Under the first factor, the strength of the plaintiff's mark, the court found appropriate the district court's finding that the dripping red wax seal constituted a strong mark, through its uniqueness, its distinctiveness, and its 50-year history of use by the whiskey distillery. This finding was supported by evidence of Maker's Mark's extensive advertising reinforcing the mark.
The court agreed that any evidence of use of such a seal by third parties did not upset the ruling on strength because such use was “limited and unconvincing because it concerned seals used on all distilled spirits,” rather than being focused on the relevant market.
Furthermore, the court rejected Cuervo's contention that the district court, in considering strength, improperly considered surveys of too broad a market of drinkers of distilled spirits generally rather than those who specifically were likely to buy Cuervo tequila. According to the court, while this evidence was taken into account, the district court did not rely too heavily on it, and “based its holding primarily on the seal's 'unique design and [Maker's Mark's] singular marketing efforts.' ”
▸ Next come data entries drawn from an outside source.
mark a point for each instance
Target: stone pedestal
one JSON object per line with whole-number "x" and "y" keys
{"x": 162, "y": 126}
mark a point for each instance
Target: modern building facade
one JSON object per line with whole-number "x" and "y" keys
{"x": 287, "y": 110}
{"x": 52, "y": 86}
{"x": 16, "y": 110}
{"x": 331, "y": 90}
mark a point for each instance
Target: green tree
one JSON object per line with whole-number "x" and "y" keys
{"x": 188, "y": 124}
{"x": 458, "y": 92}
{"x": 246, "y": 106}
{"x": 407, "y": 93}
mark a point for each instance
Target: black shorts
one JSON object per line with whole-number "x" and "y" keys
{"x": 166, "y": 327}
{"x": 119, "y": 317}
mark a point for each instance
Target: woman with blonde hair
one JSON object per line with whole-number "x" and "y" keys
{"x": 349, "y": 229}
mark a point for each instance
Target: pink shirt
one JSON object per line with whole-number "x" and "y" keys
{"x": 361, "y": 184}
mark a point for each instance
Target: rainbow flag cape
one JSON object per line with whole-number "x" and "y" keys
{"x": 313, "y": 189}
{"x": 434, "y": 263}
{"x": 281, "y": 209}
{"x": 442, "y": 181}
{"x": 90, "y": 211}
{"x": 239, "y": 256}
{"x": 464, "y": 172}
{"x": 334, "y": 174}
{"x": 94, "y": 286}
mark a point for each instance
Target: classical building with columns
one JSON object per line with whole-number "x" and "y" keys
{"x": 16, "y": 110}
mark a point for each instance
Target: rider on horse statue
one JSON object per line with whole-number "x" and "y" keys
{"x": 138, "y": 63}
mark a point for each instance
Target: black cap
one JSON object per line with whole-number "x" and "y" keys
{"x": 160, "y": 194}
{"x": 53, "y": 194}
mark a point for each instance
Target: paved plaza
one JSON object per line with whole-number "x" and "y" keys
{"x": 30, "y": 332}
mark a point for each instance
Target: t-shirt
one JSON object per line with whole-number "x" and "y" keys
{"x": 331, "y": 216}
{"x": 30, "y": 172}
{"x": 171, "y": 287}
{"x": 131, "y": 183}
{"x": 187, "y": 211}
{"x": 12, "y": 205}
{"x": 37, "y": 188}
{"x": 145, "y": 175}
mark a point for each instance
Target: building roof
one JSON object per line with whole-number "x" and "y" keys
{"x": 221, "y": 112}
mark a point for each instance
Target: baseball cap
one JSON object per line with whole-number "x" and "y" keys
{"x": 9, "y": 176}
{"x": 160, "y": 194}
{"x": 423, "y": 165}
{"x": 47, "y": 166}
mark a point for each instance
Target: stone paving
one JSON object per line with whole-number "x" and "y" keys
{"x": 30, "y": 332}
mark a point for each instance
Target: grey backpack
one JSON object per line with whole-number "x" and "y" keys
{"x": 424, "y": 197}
Turning to the factor addressing the similarity of the Cuervo trade dress to Maker's Mark's trade dress, Cuervo said that the appearance of the companies' house marks on the bottles significantly reduced any similarity created by the use of dripping red wax seals.
However, the court said that the appearance of a house mark does not always have significant weight in the analysis of similarity, although it is a factor to be considered. Its weight and importance depended on the facts of the particular case in question.
In this case, the court noted the district court's focus on factors that diminished the significance of the house marks: (1) the fact that consumers are largely “unaware of the affiliations between brands of distilled spirits, and that some companies produce multiple types of distilled spirits”; and (2) that house marks are generally more significant in “a palming off case than in an association case.”
Finally, the court rejected Cuervo's argument that the district court improperly weighed as neutral the fact that neither side had produced meaningful evidence of actual confusion. According to Cuervo, the lack of actual confusion should have weighed in its own favor.
However, the court said, the lack of actual confusion occurred in the context that Cuervo's accused tequila trade dress “was sold for a short time and in limited quantities; under these circumstances, it is reasonable that no meaningful evidence of actual confusion was available.”
Having rejected Cuervo's criticisms of the lower court's consideration of specific factors in the likelihood of confusion analysis, the court then weighed all eight factors. Noting that the majority--including strength, relatedness of the goods, similarity, and marketing channels--favored Maker's Mark, the court concluded that the “balance of the factors compels a finding of infringement.”
The court thus affirmed the district court's ruling of trade dress infringement and its award of an injunction in Maker's Mark's favor.
The court's opinion was joined by Judges Karen Nelson Moore and Deborah L. Cook.
Cuervo was represented by Michael Aschen of Abelman Frayne & Schwab, New York. Maker's Mark was represented by Edward T. Colbert of Kenyon & Kenyon, Washington, D.C.